The Washington Post cited an unreliable Fox News poll to claim that public support for the Keystone XL pipeline "has reached a new high," uncritically repeating the falsehood that the pipeline would lower gasoline prices.
In a survey conducted in late February, Fox News asked respondents whether they support Keystone XL, stating:
Supporters of the pipeline say it would bring needed oil to the U.S., lowering gasoline costs and creating jobs. Opponents of the pipeline have environmental concerns, including the risk of a spill, and also say the pipeline would increase American dependence on oil.
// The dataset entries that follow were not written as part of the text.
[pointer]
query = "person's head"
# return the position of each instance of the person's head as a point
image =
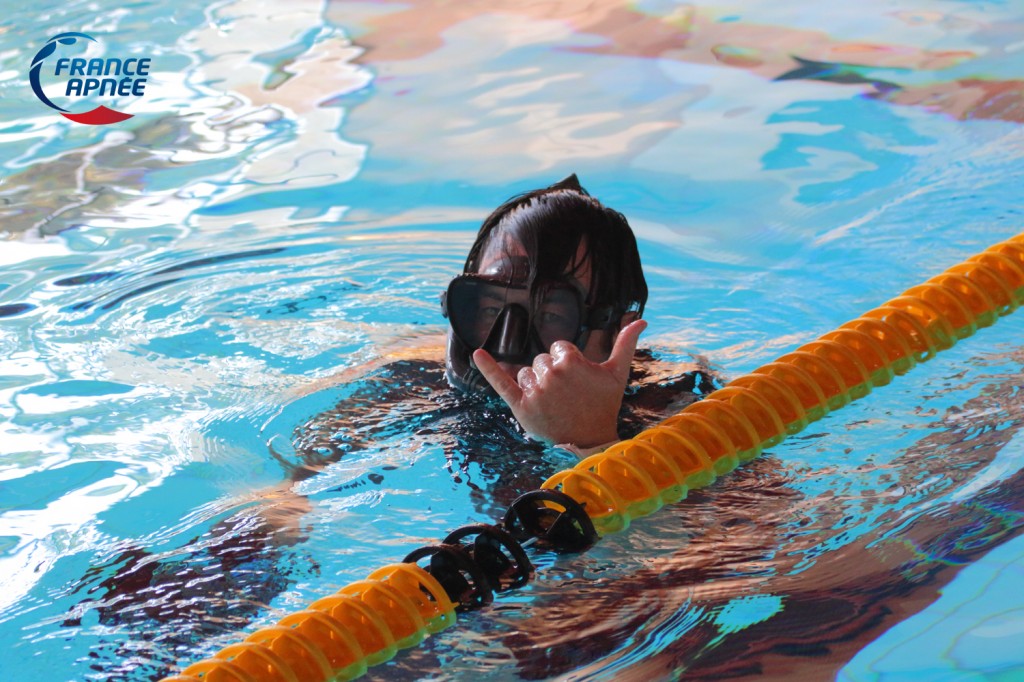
(549, 264)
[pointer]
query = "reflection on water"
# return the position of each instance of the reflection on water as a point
(186, 300)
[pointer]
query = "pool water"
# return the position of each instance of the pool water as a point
(184, 294)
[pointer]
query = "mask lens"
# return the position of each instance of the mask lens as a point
(474, 305)
(558, 316)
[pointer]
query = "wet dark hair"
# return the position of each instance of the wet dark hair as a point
(551, 223)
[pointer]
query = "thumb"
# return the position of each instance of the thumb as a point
(626, 345)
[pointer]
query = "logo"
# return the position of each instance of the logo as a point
(86, 80)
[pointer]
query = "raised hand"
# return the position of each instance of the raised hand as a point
(564, 397)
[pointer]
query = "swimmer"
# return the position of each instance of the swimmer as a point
(547, 314)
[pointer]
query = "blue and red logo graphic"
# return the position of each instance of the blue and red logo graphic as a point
(87, 80)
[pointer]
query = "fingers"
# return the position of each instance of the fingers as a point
(564, 350)
(500, 380)
(625, 348)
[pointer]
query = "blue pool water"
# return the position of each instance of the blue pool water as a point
(185, 294)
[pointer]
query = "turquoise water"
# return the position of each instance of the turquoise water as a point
(180, 292)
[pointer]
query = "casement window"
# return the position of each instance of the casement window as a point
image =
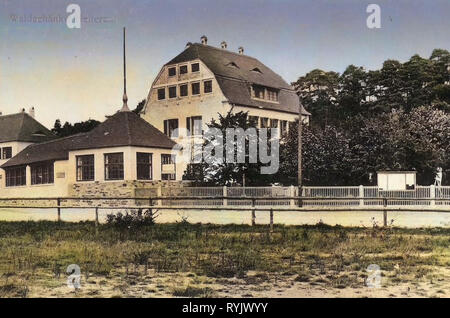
(264, 122)
(258, 91)
(42, 173)
(272, 95)
(283, 126)
(16, 176)
(207, 86)
(114, 166)
(195, 67)
(195, 88)
(85, 168)
(254, 120)
(194, 125)
(172, 71)
(274, 123)
(183, 90)
(183, 69)
(261, 92)
(171, 127)
(6, 153)
(161, 93)
(144, 166)
(168, 167)
(172, 92)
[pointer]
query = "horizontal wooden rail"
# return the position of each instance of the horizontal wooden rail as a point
(226, 197)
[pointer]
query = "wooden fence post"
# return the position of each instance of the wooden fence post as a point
(96, 217)
(271, 220)
(253, 212)
(292, 194)
(432, 195)
(224, 193)
(361, 195)
(58, 203)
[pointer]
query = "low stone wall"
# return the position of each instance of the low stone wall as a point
(86, 191)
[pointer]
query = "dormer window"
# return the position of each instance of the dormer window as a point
(233, 65)
(195, 67)
(183, 69)
(265, 93)
(172, 71)
(258, 91)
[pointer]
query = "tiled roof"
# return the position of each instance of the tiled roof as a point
(236, 72)
(23, 127)
(121, 129)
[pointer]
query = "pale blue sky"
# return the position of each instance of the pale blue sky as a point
(75, 74)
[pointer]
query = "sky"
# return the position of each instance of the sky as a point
(76, 74)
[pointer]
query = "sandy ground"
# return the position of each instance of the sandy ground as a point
(151, 284)
(402, 219)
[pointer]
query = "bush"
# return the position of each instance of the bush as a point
(132, 219)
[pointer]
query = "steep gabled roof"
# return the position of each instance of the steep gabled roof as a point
(23, 127)
(236, 72)
(121, 129)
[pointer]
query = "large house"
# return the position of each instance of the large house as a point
(17, 131)
(120, 155)
(202, 81)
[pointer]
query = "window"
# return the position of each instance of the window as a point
(114, 166)
(207, 86)
(195, 88)
(172, 92)
(171, 127)
(6, 153)
(183, 90)
(85, 168)
(283, 126)
(258, 91)
(272, 94)
(274, 123)
(172, 71)
(168, 167)
(183, 69)
(42, 173)
(144, 166)
(16, 176)
(266, 93)
(194, 125)
(161, 93)
(264, 122)
(253, 120)
(195, 67)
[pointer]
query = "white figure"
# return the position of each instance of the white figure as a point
(438, 177)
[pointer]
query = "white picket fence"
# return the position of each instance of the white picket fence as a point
(348, 196)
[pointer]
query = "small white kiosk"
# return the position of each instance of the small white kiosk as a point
(396, 180)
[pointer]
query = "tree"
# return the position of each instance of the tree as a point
(220, 173)
(318, 92)
(68, 129)
(326, 156)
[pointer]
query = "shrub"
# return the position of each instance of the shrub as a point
(132, 219)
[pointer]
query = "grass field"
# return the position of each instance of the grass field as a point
(193, 260)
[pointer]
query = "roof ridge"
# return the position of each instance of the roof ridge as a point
(223, 50)
(58, 139)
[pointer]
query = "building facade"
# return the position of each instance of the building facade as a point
(121, 154)
(17, 131)
(203, 81)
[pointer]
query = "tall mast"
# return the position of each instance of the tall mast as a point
(125, 98)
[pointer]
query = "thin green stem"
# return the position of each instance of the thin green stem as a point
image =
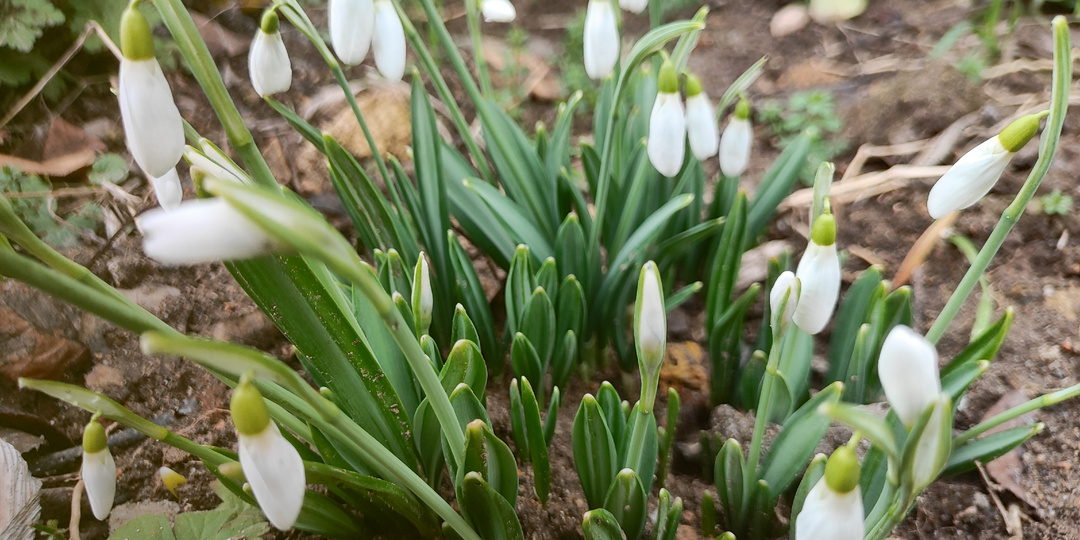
(1051, 135)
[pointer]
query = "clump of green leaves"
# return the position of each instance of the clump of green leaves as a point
(813, 112)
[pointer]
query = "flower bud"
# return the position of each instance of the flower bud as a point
(819, 273)
(601, 39)
(975, 173)
(268, 62)
(700, 120)
(98, 470)
(389, 41)
(352, 24)
(498, 11)
(737, 142)
(908, 372)
(666, 144)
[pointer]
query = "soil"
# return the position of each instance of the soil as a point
(888, 91)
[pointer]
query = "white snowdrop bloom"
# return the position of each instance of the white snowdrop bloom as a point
(701, 127)
(98, 470)
(833, 509)
(634, 5)
(271, 464)
(737, 142)
(268, 62)
(819, 273)
(352, 25)
(202, 231)
(498, 11)
(601, 39)
(167, 189)
(908, 372)
(389, 41)
(666, 144)
(152, 123)
(975, 173)
(786, 285)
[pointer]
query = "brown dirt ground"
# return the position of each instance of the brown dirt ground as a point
(888, 91)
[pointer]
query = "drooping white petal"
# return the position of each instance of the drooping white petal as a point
(736, 145)
(202, 231)
(634, 5)
(819, 273)
(973, 175)
(601, 39)
(352, 24)
(167, 189)
(152, 124)
(908, 372)
(498, 11)
(786, 285)
(829, 515)
(666, 144)
(275, 473)
(701, 126)
(389, 41)
(268, 64)
(99, 477)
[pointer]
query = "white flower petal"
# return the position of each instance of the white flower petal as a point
(268, 64)
(828, 515)
(969, 179)
(498, 11)
(352, 24)
(908, 372)
(666, 145)
(275, 473)
(736, 145)
(167, 189)
(701, 126)
(99, 477)
(151, 122)
(819, 273)
(202, 231)
(389, 41)
(601, 39)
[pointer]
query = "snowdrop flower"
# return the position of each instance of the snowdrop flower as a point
(908, 372)
(974, 174)
(498, 11)
(202, 231)
(268, 63)
(98, 470)
(271, 464)
(737, 142)
(834, 508)
(352, 24)
(784, 289)
(389, 41)
(601, 39)
(700, 120)
(634, 5)
(167, 189)
(151, 122)
(666, 144)
(819, 273)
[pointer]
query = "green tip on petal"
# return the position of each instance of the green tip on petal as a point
(250, 413)
(136, 41)
(842, 470)
(692, 84)
(667, 82)
(93, 437)
(824, 230)
(742, 110)
(269, 24)
(1022, 131)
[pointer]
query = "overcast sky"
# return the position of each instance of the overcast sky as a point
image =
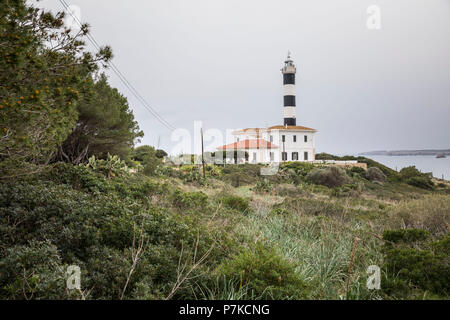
(219, 61)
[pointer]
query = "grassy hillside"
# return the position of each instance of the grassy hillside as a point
(233, 235)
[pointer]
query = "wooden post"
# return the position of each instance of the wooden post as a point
(203, 156)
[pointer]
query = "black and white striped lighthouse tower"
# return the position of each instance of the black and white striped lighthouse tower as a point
(289, 70)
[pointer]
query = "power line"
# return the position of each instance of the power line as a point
(120, 75)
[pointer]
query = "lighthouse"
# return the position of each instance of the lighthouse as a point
(289, 70)
(278, 143)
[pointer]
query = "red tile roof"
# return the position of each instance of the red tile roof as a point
(249, 144)
(291, 128)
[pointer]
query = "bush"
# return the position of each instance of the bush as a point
(410, 172)
(263, 186)
(266, 273)
(185, 200)
(235, 203)
(422, 267)
(421, 182)
(431, 213)
(375, 174)
(405, 236)
(32, 271)
(330, 177)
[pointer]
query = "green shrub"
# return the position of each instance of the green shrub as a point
(235, 203)
(414, 262)
(410, 172)
(185, 200)
(263, 186)
(266, 273)
(431, 213)
(32, 271)
(330, 177)
(375, 174)
(358, 170)
(421, 182)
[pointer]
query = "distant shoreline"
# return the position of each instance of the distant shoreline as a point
(433, 152)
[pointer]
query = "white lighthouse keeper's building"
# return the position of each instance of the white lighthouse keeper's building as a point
(287, 142)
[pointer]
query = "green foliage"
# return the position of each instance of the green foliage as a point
(410, 172)
(266, 273)
(263, 186)
(405, 235)
(40, 84)
(148, 157)
(235, 203)
(423, 267)
(96, 226)
(183, 200)
(161, 154)
(110, 167)
(430, 213)
(412, 176)
(421, 182)
(33, 271)
(330, 177)
(105, 125)
(375, 174)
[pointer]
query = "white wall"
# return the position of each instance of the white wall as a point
(289, 146)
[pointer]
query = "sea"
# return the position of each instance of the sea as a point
(440, 168)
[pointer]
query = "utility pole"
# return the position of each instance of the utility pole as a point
(203, 155)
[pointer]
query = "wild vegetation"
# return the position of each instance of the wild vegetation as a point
(75, 191)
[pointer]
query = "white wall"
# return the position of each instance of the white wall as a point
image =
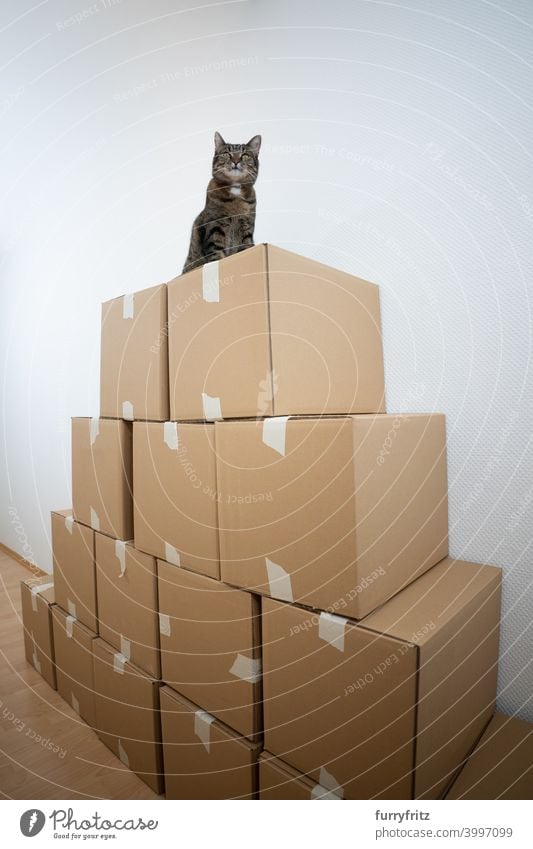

In fact, many supporters of the project -- including the economist hired by TransCanada to assess its economic benefits -- have admitted that the pipeline would have no meaningful impact on gasoline prices. Energy experts across the political spectrum agree that because oil prices are set on the world market, the impact of the pipeline would be "miniscule," and that the best way to reduce our vulnerability to gas price spikes is to decrease our dependence on oil.
Even the Washington Post's own fact-checker has said it is "a step too far" to assert that Keystone XL would impact gas prices.
But that didn't stop the Post from promoting the poll results and uncritically repeating Fox's claims about the benefits of the pipeline:
[P]roponents say the project would create thousands of jobs and lower gasoline prices in the United States.
The Post noted that President Obama's stated intentions to act on climate change "could have implications for the Keystone XL project," but it failed to mention that the Fox News poll question omitted climate concerns, which have been a driving force behind public opposition to the project.
Perhaps due to this unbalanced explanation of the arguments for and against the pipeline, a February 2012 Fox News poll found higher support for Keystone XL than other polls, at 67 percent. While the Post stated that support for Keystone XL has hit a "new high" at 70 percent, it did not mention that the latest numbers are within the margin of error of last year's poll.